By Darren Johnson
Campus News
Buried on one of their early albums in the 1970s, the Talking Heads had a fun, counterintuitive song titled “Don’t Worry About the Government.” It didn’t even merit a video, but here they are playing it on some British TV show back then:
The lyrics color us a picture of some D.C. bureaucrat who probably doesn’t do much tangible work but still finds beauty and has value.
The Talking Heads would later explore this concept of celebrating the everyman in their 1986 movie “True Stories.”
The point being, today, we’re hearing the DOGE rhetoric of so-called “useless” employees eating up tax dollars, and, sure, if you break it down, aren’t most jobs philosophically useless? Didn’t we realize that during the Covid pandemic, when “non-essential” employees could merely work from home?
When I first moved to my Upstate Capital Region region small town a decade and a half ago, I took a taxpayer-funded public college administrative job and did a lot of work and had a lot of responsibility, handling all of the college’s PR, marketing and communications. I created a lot of output, and had a decent budget to manage and people reporting to me. The college had record enrollment during my tenure. If DOGE existed then, my job would have been safe because I had tangible proof of success in that role.
Around that time, a person at a slightly higher pay was also hired. He occupied the office next to mine. His only responsibility was to write the occasional report to ensure the college remained accredited. However, he wasn’t even good at that, and the president would have me write the reports instead. If ever there was a non-essential employee, it was this guy.

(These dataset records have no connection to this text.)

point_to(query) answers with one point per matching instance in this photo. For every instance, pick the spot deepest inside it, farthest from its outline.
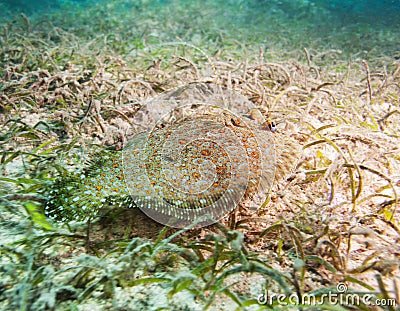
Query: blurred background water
(336, 24)
(351, 11)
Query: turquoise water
(383, 11)
(351, 26)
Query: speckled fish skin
(202, 163)
(175, 171)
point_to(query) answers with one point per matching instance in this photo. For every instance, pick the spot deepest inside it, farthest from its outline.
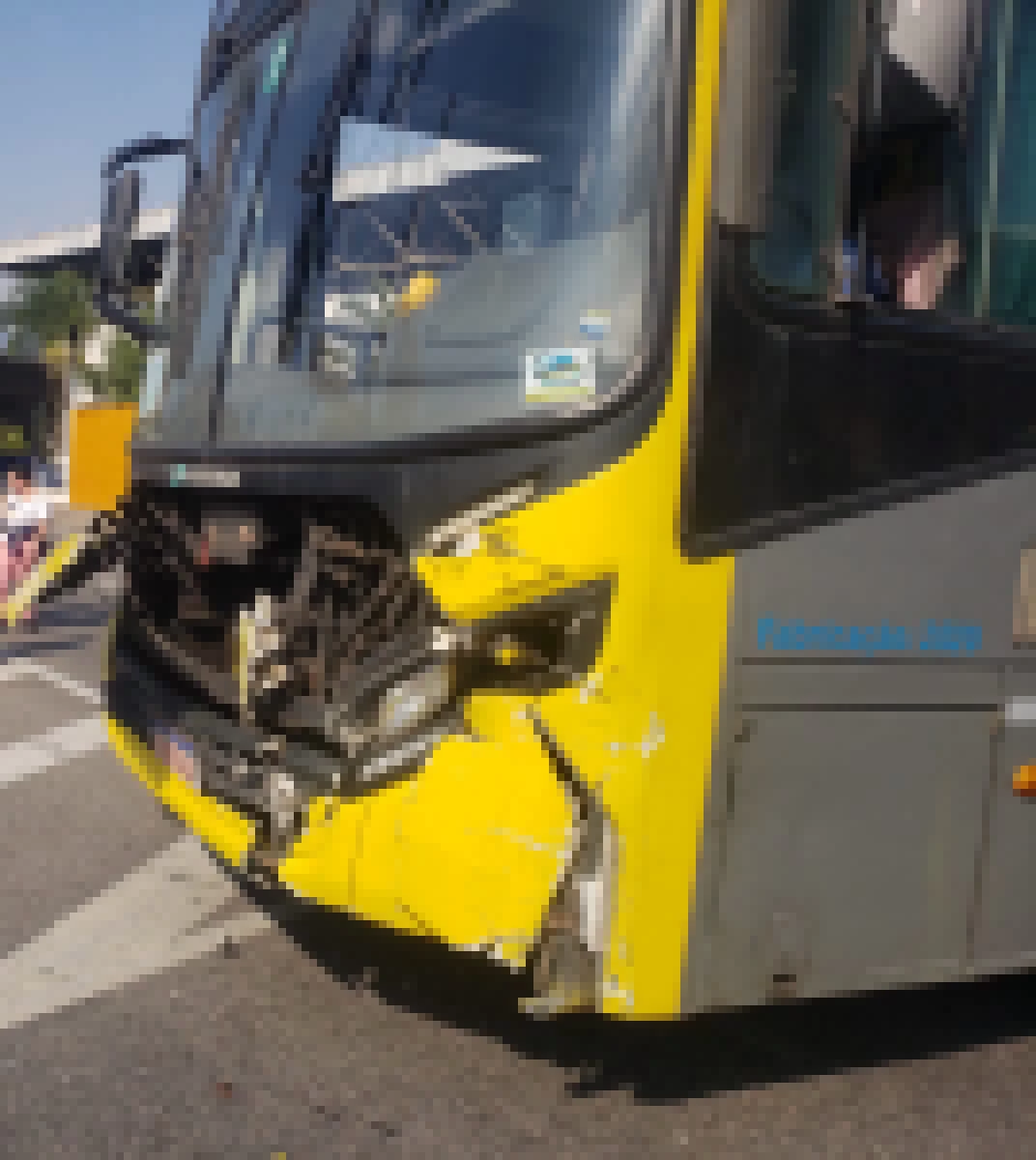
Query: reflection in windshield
(451, 221)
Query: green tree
(120, 381)
(49, 310)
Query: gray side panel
(1005, 932)
(849, 864)
(858, 819)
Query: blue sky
(79, 78)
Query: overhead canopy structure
(79, 248)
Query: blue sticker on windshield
(275, 68)
(560, 376)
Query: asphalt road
(149, 1008)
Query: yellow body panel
(217, 825)
(458, 852)
(641, 730)
(99, 469)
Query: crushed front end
(285, 680)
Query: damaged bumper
(485, 839)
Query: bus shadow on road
(663, 1061)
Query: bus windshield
(412, 218)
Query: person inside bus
(905, 202)
(24, 532)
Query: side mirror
(117, 227)
(119, 223)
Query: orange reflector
(1024, 781)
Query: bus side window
(903, 180)
(941, 190)
(1006, 290)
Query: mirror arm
(109, 305)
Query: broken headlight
(541, 647)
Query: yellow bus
(586, 516)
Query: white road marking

But if you look at it bigger picture, it’s not like he took the salary and hid it in a bank. He spent it. He helped his mother. He went out to fancy restaurants a good deal. He was known to go to a local casino on more than one occasion. The money just went back into the community, helping others.
People earning salaries are essential. Otherwise what do we have? Higher unemployment, less hope? A broke person (financially, spiritually) can’t spend money in the community, helping local businesses stay afloat; businesses that hire more people, our neighbors.
Like the song says:
I see the states, across this big nation
I see the laws made in Washington, D.C.
I think of the ones I consider my favorites
I think of the people that are working for me
Some civil servants are just like my loved ones
They work so hard and they try to be strong
I'm a lucky guy to live in my building
They own the buildings to help them along…
Loved ones, loved ones visit the building
Take the highway, park and come up and see me
I'll be working, working but if you come visit
I'll put down what I'm doing, my friends are important
All jobs are important, because people are important.
Fire a million government workers — tell them what they do is non-essential, that they’ve wasted their lives and stolen from taxpayers — and then what?
We’ll end up with a million now-disillusioned people and families that lost a bread earner. They will have no money to spend at local businesses, helping others in our communities.
How about retraining them, transitioning them to better jobs, instead? Respecting their value to the community, their personhood?
If, over the years, they somehow became irrelevant in their job, maybe that’s the government’s fault, and maybe that can be fixed with new training and an update job description? And is fear an effective motivator for those employees who remain? Won’t they want to know they will be respected and not be at risk of being suddenly fired (by email), so that they can take pride in their work — and breathe easily — and thus do a better job for us, the taxpayers?
I don’t hear anyone talking about doing that.